Il quadro che emerge dal report europeo è netto. L’Italia destina alla spesa pubblica istruzione una quota del Prodotto Interno Lordo (PIL) pari al 3,9%, un valore significativamente inferiore alla media europea del 4,7%

Ancora più marcata appare la differenza se si analizza il rapporto con la spesa pubblica totale: il nostro Paese investe nel settore educativo il 7,3% delle risorse, a fronte di una media UE del 9,6%

Un dato che colloca l’Italia in fondo alla classifica dei 27 Stati membri, a testimonianza di un disinvestimento strutturale che prosegue da anni. 

L’analisi certifica una tendenza che rischia di compromettere la qualità del sistema formativo, con ripercussioni evidenti sulla competitività del Paese e sulle opportunità offerte alle nuove generazioni. 

Una corretta allocazione delle risorse rappresenta, infatti, un elemento determinante per garantire un’istruzione di qualità e inclusiva.

Le Ripercussioni sul Personale Scolastico e il Rinnovo Contrattuale

Le conseguenze di una ridotta spesa pubblica istruzione si manifestano in modo tangibile sulle condizioni del personale scolastico. Un esempio emblematico riguarda le trattative per il rinnovo del Contratto Collettivo Nazionale di Lavoro

Le proiezioni attuali indicano un incremento retributivo di circa il 6%, una percentuale che non riesce a compensare l’impatto dell’inflazione, attestatasi al 17% nel triennio di riferimento. 

Secondo le stime contenute nel comunicato stampa della FLC CGIL, la perdita del potere d’acquisto si tradurrebbe in una diminuzione media di circa 300 euro mensili per ogni lavoratore del comparto. 

Il sindacato sostiene, inoltre, che la mancanza di investimenti adeguati penalizza economicamente docenti e personale ATA e, allo stesso tempo, alimenta anche un clima di sfiducia e demotivazione, che indebolisce l’intero sistema. 

Il riconoscimento del valore professionale ed economico del personale è un passaggio essenziale per la valorizzazione della scuola pubblica.

Spesa Pubblica Istruzione: cartina dell'Europa con le foto di alcune scuole

Tagli alla Scuola Pubblica e Aumento dei Finanziamenti alle Paritarie

Un altro aspetto di notevole interesse evidenziato dalla FLC CGIL riguarda la differente traiettoria degli investimenti tra scuola statale e istituti paritari

Negli ultimi anni, si è assistito a una politica che sembra privilegiare il settore privato a discapito di quello pubblico. 
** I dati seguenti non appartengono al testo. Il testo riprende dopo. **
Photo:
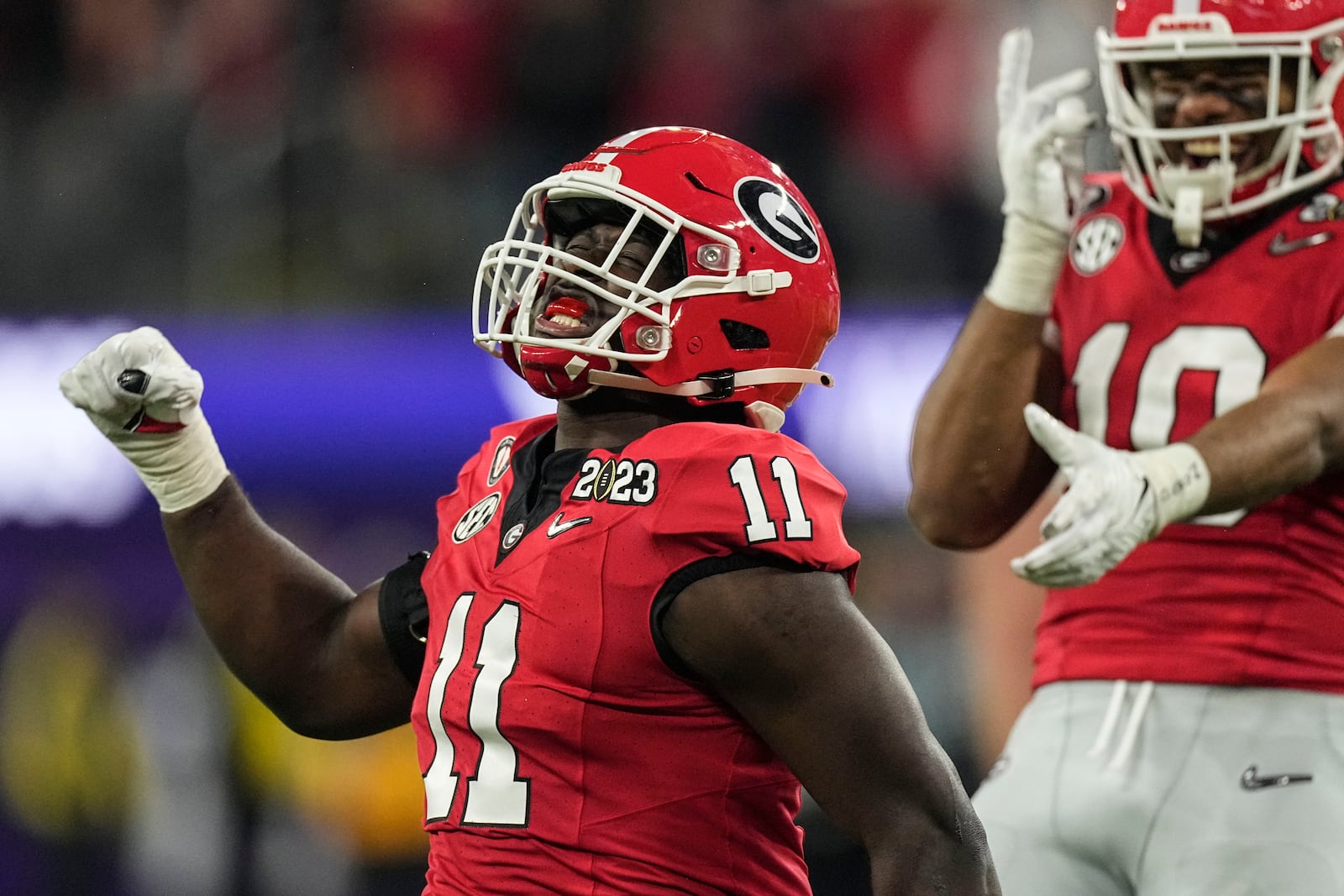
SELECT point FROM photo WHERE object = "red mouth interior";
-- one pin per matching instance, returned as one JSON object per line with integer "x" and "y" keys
{"x": 568, "y": 305}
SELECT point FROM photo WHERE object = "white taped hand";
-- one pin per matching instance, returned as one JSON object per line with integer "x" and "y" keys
{"x": 1041, "y": 137}
{"x": 140, "y": 392}
{"x": 1116, "y": 501}
{"x": 1042, "y": 132}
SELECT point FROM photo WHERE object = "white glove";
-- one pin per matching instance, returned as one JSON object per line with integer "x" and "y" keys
{"x": 1041, "y": 160}
{"x": 1116, "y": 500}
{"x": 140, "y": 392}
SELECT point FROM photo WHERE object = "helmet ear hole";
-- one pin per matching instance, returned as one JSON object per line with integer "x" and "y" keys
{"x": 743, "y": 336}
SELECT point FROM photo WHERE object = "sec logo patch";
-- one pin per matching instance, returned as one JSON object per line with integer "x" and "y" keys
{"x": 1095, "y": 244}
{"x": 477, "y": 517}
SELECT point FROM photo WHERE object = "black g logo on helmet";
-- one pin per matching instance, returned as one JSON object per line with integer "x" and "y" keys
{"x": 779, "y": 217}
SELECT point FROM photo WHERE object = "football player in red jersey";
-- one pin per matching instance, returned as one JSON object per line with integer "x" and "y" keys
{"x": 635, "y": 636}
{"x": 1169, "y": 332}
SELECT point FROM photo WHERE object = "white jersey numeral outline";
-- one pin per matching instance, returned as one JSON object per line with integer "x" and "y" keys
{"x": 496, "y": 795}
{"x": 1230, "y": 352}
{"x": 797, "y": 526}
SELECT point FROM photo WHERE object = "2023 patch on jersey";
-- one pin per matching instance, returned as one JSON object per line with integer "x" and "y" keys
{"x": 562, "y": 752}
{"x": 1156, "y": 340}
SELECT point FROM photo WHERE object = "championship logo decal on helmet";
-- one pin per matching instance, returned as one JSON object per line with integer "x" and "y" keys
{"x": 779, "y": 217}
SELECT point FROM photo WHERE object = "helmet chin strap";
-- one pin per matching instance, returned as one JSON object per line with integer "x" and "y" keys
{"x": 707, "y": 385}
{"x": 1189, "y": 187}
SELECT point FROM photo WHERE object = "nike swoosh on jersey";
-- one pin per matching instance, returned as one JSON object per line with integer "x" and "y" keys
{"x": 1283, "y": 246}
{"x": 561, "y": 526}
{"x": 1254, "y": 781}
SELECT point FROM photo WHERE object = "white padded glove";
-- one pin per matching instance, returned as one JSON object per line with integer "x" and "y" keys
{"x": 1116, "y": 500}
{"x": 140, "y": 392}
{"x": 1041, "y": 160}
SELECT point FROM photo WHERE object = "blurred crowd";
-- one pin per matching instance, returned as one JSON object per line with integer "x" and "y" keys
{"x": 246, "y": 155}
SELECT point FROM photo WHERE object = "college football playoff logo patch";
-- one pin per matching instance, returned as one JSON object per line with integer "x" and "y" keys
{"x": 499, "y": 464}
{"x": 1095, "y": 244}
{"x": 779, "y": 217}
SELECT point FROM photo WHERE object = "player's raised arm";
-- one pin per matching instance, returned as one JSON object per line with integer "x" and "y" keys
{"x": 974, "y": 469}
{"x": 293, "y": 633}
{"x": 796, "y": 658}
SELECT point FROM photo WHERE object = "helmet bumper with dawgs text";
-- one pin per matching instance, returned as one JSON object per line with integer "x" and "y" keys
{"x": 754, "y": 298}
{"x": 1301, "y": 43}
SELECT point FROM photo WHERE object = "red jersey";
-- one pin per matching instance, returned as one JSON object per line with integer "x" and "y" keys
{"x": 564, "y": 748}
{"x": 1156, "y": 340}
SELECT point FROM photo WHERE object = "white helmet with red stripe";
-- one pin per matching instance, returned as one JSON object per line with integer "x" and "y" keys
{"x": 754, "y": 297}
{"x": 1300, "y": 42}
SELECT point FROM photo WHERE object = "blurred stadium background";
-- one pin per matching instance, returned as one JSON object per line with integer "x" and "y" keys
{"x": 297, "y": 192}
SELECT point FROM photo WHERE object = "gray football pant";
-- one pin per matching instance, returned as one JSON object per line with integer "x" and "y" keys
{"x": 1126, "y": 789}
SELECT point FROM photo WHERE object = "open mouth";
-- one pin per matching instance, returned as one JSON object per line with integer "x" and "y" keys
{"x": 1200, "y": 154}
{"x": 564, "y": 317}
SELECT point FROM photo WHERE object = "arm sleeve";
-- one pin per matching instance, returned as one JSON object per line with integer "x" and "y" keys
{"x": 403, "y": 611}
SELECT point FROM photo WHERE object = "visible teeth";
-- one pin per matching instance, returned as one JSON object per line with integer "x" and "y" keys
{"x": 1203, "y": 148}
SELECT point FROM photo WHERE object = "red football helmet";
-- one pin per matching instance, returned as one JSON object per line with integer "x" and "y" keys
{"x": 1301, "y": 43}
{"x": 754, "y": 298}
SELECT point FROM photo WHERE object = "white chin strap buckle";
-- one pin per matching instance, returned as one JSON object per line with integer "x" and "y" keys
{"x": 1189, "y": 217}
{"x": 1191, "y": 190}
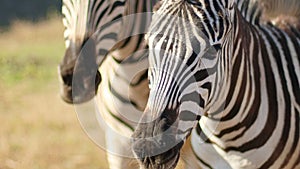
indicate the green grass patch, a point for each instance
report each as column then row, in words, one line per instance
column 31, row 52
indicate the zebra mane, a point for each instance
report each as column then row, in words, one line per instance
column 275, row 8
column 282, row 13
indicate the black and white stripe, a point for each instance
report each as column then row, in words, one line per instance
column 228, row 78
column 109, row 34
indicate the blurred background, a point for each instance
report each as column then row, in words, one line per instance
column 37, row 129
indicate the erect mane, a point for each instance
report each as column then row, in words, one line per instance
column 281, row 12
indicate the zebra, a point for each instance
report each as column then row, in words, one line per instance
column 99, row 35
column 225, row 75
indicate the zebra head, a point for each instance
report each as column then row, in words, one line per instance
column 184, row 41
column 91, row 29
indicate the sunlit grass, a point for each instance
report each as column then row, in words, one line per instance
column 38, row 130
column 31, row 51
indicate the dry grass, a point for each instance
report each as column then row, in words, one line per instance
column 38, row 130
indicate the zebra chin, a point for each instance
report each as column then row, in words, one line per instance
column 156, row 144
column 148, row 160
column 80, row 91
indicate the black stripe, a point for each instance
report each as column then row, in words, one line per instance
column 119, row 97
column 286, row 128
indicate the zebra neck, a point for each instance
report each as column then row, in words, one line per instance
column 230, row 68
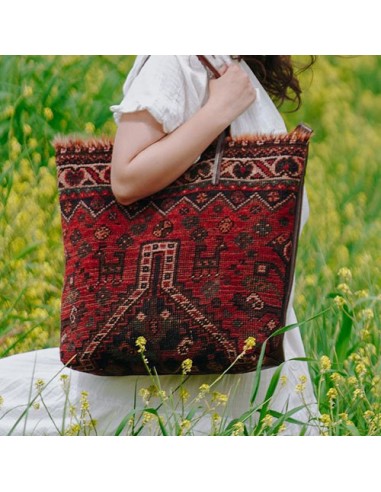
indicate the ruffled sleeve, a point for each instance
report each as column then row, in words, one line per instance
column 172, row 88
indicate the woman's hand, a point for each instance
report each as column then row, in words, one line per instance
column 232, row 93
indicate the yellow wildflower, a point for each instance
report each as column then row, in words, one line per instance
column 367, row 314
column 282, row 428
column 344, row 288
column 345, row 274
column 344, row 416
column 358, row 393
column 220, row 398
column 185, row 425
column 147, row 417
column 48, row 113
column 283, row 380
column 332, row 394
column 360, row 369
column 9, row 111
column 39, row 385
column 362, row 293
column 84, row 401
column 267, row 420
column 249, row 344
column 204, row 388
column 325, row 419
column 186, row 366
column 339, row 301
column 145, row 395
column 325, row 363
column 336, row 378
column 73, row 430
column 27, row 91
column 32, row 142
column 89, row 128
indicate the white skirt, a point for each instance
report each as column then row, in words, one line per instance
column 111, row 399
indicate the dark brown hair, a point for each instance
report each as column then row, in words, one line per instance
column 278, row 75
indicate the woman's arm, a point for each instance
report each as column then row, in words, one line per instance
column 146, row 160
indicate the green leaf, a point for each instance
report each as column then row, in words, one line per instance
column 344, row 336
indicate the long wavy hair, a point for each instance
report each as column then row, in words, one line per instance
column 278, row 75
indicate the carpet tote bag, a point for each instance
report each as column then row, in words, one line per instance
column 196, row 269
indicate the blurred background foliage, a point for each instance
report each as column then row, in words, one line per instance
column 41, row 96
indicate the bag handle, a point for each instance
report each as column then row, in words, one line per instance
column 223, row 134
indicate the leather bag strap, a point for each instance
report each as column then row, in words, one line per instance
column 223, row 134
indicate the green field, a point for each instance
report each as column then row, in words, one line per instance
column 338, row 263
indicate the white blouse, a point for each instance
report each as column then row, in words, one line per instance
column 173, row 88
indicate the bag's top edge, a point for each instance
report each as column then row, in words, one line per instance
column 77, row 142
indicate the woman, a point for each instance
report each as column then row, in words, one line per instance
column 171, row 111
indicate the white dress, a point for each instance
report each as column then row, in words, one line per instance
column 172, row 88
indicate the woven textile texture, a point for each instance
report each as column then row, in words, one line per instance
column 195, row 269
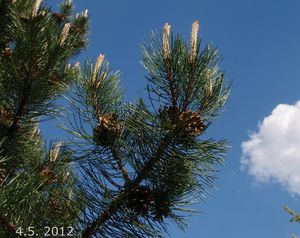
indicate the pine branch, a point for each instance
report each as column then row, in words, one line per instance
column 116, row 203
column 8, row 226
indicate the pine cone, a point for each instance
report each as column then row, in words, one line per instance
column 58, row 16
column 5, row 117
column 193, row 125
column 7, row 52
column 108, row 130
column 140, row 199
column 48, row 175
column 2, row 174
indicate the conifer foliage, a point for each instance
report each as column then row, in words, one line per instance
column 129, row 168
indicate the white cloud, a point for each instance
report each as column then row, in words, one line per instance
column 273, row 153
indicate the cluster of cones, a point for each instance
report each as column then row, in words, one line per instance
column 188, row 121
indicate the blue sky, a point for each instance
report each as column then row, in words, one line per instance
column 259, row 41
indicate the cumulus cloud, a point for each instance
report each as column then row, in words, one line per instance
column 273, row 152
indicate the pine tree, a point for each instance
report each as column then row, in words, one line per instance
column 129, row 168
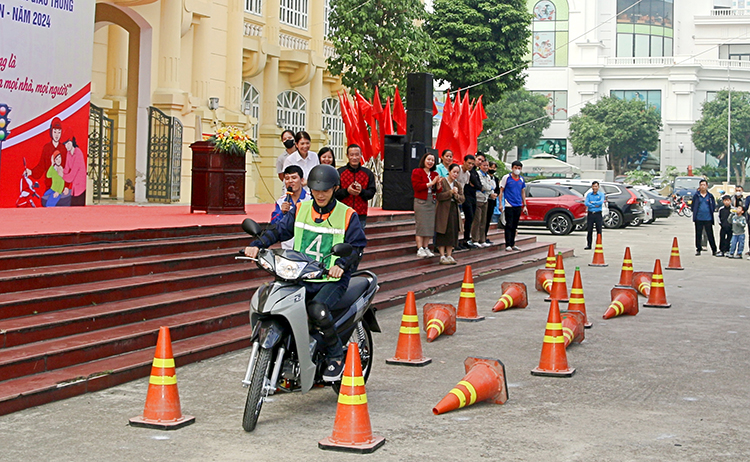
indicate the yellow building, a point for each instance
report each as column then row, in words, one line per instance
column 264, row 60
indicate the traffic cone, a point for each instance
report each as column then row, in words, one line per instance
column 642, row 282
column 674, row 257
column 484, row 381
column 577, row 302
column 559, row 289
column 438, row 318
column 409, row 346
column 467, row 302
column 553, row 361
column 658, row 296
column 543, row 281
column 351, row 429
column 626, row 275
column 573, row 331
column 162, row 410
column 514, row 296
column 598, row 253
column 624, row 301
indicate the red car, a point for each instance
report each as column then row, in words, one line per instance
column 557, row 207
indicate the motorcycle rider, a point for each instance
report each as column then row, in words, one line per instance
column 316, row 227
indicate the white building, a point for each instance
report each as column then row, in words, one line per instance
column 672, row 54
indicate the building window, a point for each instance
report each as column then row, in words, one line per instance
column 646, row 29
column 549, row 38
column 250, row 93
column 557, row 108
column 293, row 13
column 253, row 6
column 291, row 110
column 333, row 125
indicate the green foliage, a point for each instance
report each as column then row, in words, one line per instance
column 478, row 40
column 616, row 129
column 710, row 131
column 378, row 43
column 513, row 109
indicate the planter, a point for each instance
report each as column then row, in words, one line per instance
column 218, row 181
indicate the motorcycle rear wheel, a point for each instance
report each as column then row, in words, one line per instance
column 255, row 394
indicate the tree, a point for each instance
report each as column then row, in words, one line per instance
column 478, row 40
column 619, row 130
column 506, row 126
column 710, row 131
column 378, row 43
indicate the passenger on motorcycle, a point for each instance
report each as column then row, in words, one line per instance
column 316, row 227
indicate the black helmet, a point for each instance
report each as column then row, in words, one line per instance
column 322, row 178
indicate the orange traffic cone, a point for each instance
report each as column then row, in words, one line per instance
column 514, row 296
column 484, row 381
column 553, row 361
column 642, row 282
column 577, row 302
column 351, row 429
column 438, row 318
column 658, row 296
column 624, row 301
column 162, row 410
column 543, row 281
column 559, row 289
column 573, row 331
column 409, row 347
column 626, row 275
column 598, row 253
column 467, row 302
column 674, row 257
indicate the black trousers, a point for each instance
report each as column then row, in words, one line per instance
column 512, row 216
column 593, row 219
column 707, row 226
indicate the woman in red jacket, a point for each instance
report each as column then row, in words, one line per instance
column 424, row 181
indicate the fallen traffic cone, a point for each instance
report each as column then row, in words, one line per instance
column 598, row 253
column 438, row 318
column 484, row 381
column 553, row 361
column 658, row 296
column 577, row 302
column 559, row 289
column 409, row 347
column 162, row 410
column 514, row 296
column 674, row 257
column 351, row 429
column 573, row 331
column 626, row 275
column 467, row 302
column 624, row 301
column 642, row 282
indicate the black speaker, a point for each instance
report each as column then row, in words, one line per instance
column 397, row 191
column 419, row 92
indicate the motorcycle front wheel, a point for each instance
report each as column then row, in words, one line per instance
column 255, row 394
I dati evidenziano un aumento del 50% dei finanziamenti destinati alle scuole paritarie, passati da 551 milioni di euro nel 2021 a 750 milioni per l’anno scolastico 2024/2025

Nello stesso periodo, il sistema pubblico ha dovuto affrontare misure di razionalizzazione, come il piano di dimensionamento scolastico che ha portato alla chiusura di circa 750 istituti autonomi

Una simile divergenza nelle politiche di finanziamento suggerisce una scelta ideologica che mette in discussione il ruolo centrale della scuola pubblica come pilastro della coesione sociale e dell’uguaglianza delle opportunità.

Le Misure del Ministero: tra Riforme e Politiche Contestate

Parallelamente alla gestione dei fondi, l’organizzazione sindacale contesta una serie di misure introdotte dal Ministero, ritenute di natura ideologica e poco incisive sui problemi reali del sistema. 

Tra queste figurano la revisione delle indicazioni nazionali, il divieto generalizzato dell’uso dei cellulari a scuola, anche per finalità didattiche, e l’introduzione di benefit e convenzioni per il personale, percepiti come soluzioni palliative che non affrontano la questione salariale in modo strutturale. 

Tali interventi, secondo le critiche, distolgono l’attenzione dalla necessità di un investimento serio e programmato sulla scuola pubblica, unico strumento in grado di garantirne il rilancio. La definizione di politiche educative efficaci richiede un approccio che parta da un’analisi concreta dei bisogni e da un impegno finanziario adeguato.